Wally Greenberg was in the upper deck behind third base with his wife and two teenage sons. The boys were tired and bored and whispering dirty comments to each other about a voluptuous girl three rows down and ten seats left. His wife had been ready to leave for three innings, but Wally wanted to see the ‘whole game.’ He didn’t get to come see the Rockies very often—the family couldn’t afford it—and he wanted his money’s worth. He cuffed the boys, growled at them, and tried to ignore his wife’s resigned torpor.

For some reason he looked away from the batter toward the Scoreboard behind center field. That was when he saw the saucer, a lenticular shape just a bit lighter than the dark beyond the bank of field lights. It was above the lights, moving slowly into view.

At first he thought it was a balloon, some kind of promotion. Probably the Elway dealerships, which were advertising heavily.

Then Wally realized the moving shape wasn’t a balloon.

“Look!” He pointed.

His wife gasped.

“Oh, wow!” The comment escaped his eldest son, who normally was too cool to show pleasure or enthusiasm for anything.

The people sitting behind Wally inhaled so sharply he could hear it.

“It’s a saucer!”

“A flying saucer!”

People were standing now, pointing. All over the stadium, people were rising to their feet.

A vast, awed silence fell upon the frozen crowd as the saucer dropped lower and lower toward the center of the field.

A worried Elmer Disquette was on the mound for the Dodgers. He was in his fourth inning of work and was starting through the Rockies’ lineup the second time. The catcher had just asked for a curve to this right-handed batter, Disquette’s bread-and-butter pitch; in fact, the pitch he had to throw to get people out. His fastball he used merely to set up the curve. He didn’t have a decent change-up or slider, a fact he had brooded over for years. Staying too long on the mound was Russian roulette for short-relief men with limited repertoires, as Elmer Disquette well knew.

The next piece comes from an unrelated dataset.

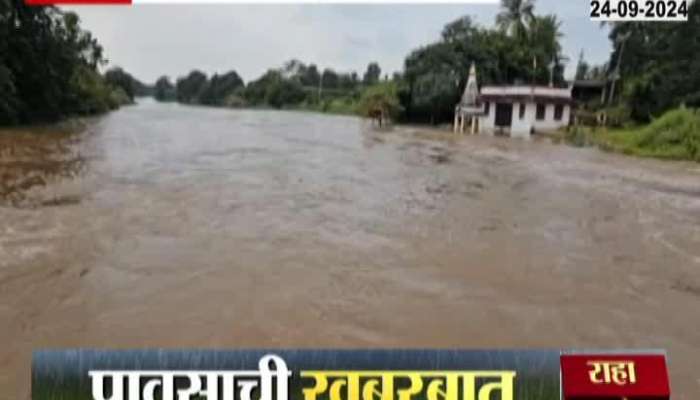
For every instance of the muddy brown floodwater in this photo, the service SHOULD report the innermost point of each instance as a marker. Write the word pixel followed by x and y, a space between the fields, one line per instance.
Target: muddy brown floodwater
pixel 164 225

He glanced at his dugout—all the guys were on their feet—as he went into his windup.

The batter was coiled.

Elmer knew the pitch wouldn’t break when he released it, just a millisecond too early.

Ramon Martinez was the batter, and he swung with everything he had. Just up from the AAA farm club, Colorado Springs, Martinez was playing in his third major league game. He had yet to get a hit. If he didn’t start getting some hits, he was going to be riding a bus back to the Springs in the very near future. That bus ride was in his mind when he felt the shock of the bat connecting with the ball.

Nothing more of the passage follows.